—Allons, maman, du courage, adieu!

—Mon enfant! mon cher enfant!...

Puis il s'éloigna vite. Elle l'accompagna du regard au milieu de la cohue, et elle vit la jeune femme, contre le bureau d'enregistrement des bagages, qui portait tout son corps gracieux en avant, un bras au-devant de son corps, un mouchoir à la main. Et elle vit que tout ce don dernier de soi et ce grand geste désolé étaient perdus. Le capitaine ne se retourna pas. Alors ses larmes, qu'elle avait contenues jusque-là, jaillirent tout à coup; elle aussi tira son mouchoir, et, dans son épanchement, elle ne savait plus si sa douleur était uniquement personnelle ou si elle pleurait aussi la douleur de cette enfant charmante, là-bas, qui aimait son fils.

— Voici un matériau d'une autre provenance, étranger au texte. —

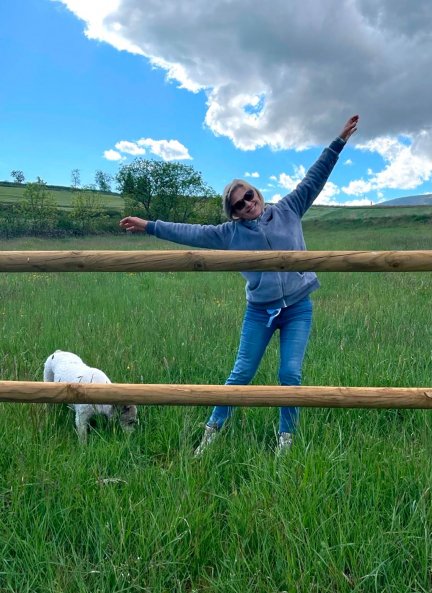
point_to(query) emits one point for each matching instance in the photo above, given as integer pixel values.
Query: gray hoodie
(278, 228)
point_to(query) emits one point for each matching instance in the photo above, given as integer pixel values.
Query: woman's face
(245, 203)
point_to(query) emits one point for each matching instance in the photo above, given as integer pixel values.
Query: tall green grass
(349, 509)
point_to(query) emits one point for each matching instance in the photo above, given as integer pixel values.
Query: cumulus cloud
(130, 147)
(285, 77)
(407, 165)
(113, 155)
(167, 150)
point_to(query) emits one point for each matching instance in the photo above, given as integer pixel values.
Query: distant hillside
(338, 217)
(422, 200)
(10, 193)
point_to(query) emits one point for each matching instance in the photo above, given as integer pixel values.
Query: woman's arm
(194, 235)
(310, 187)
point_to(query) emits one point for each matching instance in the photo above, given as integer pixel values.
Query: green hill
(421, 200)
(350, 217)
(11, 193)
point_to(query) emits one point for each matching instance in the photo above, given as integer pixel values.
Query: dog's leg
(128, 417)
(82, 418)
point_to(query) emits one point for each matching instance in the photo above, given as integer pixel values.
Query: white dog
(69, 368)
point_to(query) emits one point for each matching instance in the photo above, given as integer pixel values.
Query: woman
(275, 300)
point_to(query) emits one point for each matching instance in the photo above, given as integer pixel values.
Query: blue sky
(92, 87)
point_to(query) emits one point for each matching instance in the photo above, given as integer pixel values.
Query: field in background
(13, 193)
(349, 509)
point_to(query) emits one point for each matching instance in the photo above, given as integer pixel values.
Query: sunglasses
(247, 197)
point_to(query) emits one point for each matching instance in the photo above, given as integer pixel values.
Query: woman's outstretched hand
(349, 128)
(133, 224)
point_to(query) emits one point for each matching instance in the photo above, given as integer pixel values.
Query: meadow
(12, 194)
(348, 509)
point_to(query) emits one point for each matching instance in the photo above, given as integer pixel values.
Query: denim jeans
(293, 323)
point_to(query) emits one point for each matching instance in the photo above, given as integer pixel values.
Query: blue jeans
(293, 323)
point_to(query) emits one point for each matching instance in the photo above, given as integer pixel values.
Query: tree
(75, 178)
(103, 180)
(17, 176)
(87, 209)
(38, 208)
(166, 190)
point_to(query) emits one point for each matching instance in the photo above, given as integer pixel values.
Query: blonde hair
(227, 193)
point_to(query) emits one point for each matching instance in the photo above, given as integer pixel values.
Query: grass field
(349, 509)
(12, 194)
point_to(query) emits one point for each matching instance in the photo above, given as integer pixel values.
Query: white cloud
(290, 182)
(113, 155)
(129, 147)
(275, 198)
(328, 193)
(168, 150)
(407, 165)
(296, 85)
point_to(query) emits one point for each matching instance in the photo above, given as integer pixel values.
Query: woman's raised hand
(349, 128)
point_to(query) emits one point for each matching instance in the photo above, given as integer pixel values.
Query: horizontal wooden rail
(206, 395)
(215, 260)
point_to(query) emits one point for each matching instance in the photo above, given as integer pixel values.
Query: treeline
(147, 188)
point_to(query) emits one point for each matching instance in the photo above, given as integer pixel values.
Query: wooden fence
(206, 261)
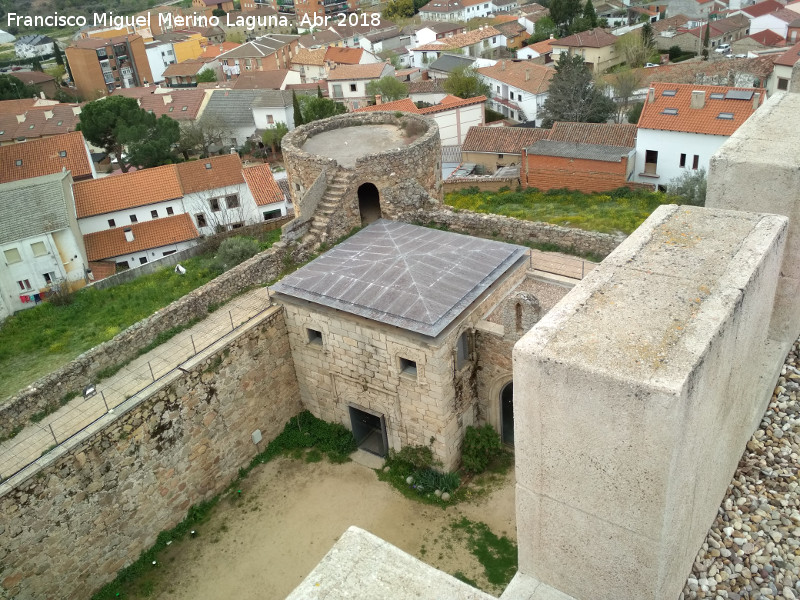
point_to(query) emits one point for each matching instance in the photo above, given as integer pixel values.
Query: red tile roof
(696, 120)
(44, 157)
(118, 192)
(596, 38)
(501, 140)
(790, 57)
(344, 56)
(150, 234)
(262, 185)
(197, 176)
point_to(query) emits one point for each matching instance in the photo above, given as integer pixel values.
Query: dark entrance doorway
(507, 413)
(369, 431)
(369, 203)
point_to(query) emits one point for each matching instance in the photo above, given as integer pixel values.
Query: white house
(453, 115)
(29, 46)
(518, 88)
(347, 84)
(160, 55)
(40, 242)
(682, 125)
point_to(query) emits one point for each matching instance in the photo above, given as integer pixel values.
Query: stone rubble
(753, 549)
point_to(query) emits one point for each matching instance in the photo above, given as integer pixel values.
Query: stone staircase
(331, 202)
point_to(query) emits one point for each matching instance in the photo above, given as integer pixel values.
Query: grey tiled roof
(412, 277)
(233, 107)
(577, 150)
(31, 207)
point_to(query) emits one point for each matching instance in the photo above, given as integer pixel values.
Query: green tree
(635, 112)
(273, 136)
(398, 9)
(542, 30)
(298, 114)
(388, 87)
(314, 108)
(117, 123)
(589, 14)
(573, 96)
(564, 12)
(12, 88)
(206, 76)
(464, 82)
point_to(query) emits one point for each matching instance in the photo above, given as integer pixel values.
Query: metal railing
(38, 439)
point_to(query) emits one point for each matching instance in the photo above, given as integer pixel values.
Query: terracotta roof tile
(790, 57)
(501, 140)
(150, 234)
(603, 134)
(262, 185)
(196, 175)
(596, 38)
(344, 72)
(45, 157)
(344, 56)
(303, 56)
(696, 120)
(128, 190)
(524, 75)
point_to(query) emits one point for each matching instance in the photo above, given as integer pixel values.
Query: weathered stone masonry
(96, 502)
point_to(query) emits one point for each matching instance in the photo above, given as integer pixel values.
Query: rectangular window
(12, 256)
(314, 336)
(408, 366)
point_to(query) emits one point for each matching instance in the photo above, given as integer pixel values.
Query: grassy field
(622, 210)
(37, 341)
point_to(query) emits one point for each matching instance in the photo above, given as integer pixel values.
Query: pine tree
(590, 14)
(298, 115)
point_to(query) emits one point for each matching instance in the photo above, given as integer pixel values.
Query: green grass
(303, 434)
(37, 341)
(621, 210)
(497, 555)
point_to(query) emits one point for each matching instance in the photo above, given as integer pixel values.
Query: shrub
(235, 250)
(481, 444)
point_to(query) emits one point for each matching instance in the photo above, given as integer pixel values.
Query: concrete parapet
(634, 397)
(758, 170)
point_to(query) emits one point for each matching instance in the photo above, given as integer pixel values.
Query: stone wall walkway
(37, 439)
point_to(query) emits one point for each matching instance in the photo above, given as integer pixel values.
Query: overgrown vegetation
(302, 434)
(497, 555)
(36, 341)
(620, 210)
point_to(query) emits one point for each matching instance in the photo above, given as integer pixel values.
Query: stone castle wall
(98, 501)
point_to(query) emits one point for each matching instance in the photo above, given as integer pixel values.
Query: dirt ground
(261, 542)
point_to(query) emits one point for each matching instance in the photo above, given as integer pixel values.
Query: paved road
(38, 438)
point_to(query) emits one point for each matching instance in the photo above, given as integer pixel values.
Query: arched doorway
(369, 203)
(507, 413)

Quand elle eut fini de s'éponger les yeux, la jeune femme avait disparu.

II

Quelques mois plus tard, madame Varennes, essayant une paire de gants dans un magasin, rue Daunou, fut servie par une personne qu'elle n'avait pas coutume de voir, et lui demanda:

—Vous êtes nouvelle, mademoiselle?

—Oui, madame, je vendais auparavant dans le voisinage, mais j'ai été malade et j'ai perdu ma place.

—Vous êtes encore pâlotte, mon enfant. Il faut se surveiller à votre âge: prenez donc des gouttes...

Et elle indiqua à sa vendeuse un remède qu'elle croyait excellent contre l'anémie, les suites de grippe, etc. Pourquoi s'attendrissait-elle sur le sort de cette jeune fille de magasin qui lui chaussait les doigts, un à un, avec une adresse et une douceur d'ailleurs remarquables? Etait-ce à cause de ses qualités simplement? Elle n'eût pu le dire. Elle lui trouvait une ressemblance avec quelqu'un qu'elle devait connaître et ne reconnaissait pas. Et elle s'étonna elle-même de l'obstination qu'elle mit, même une fois dehors, à se demander où elle avait vu auparavant cette vendeuse un peu pâle et de figure peu commune.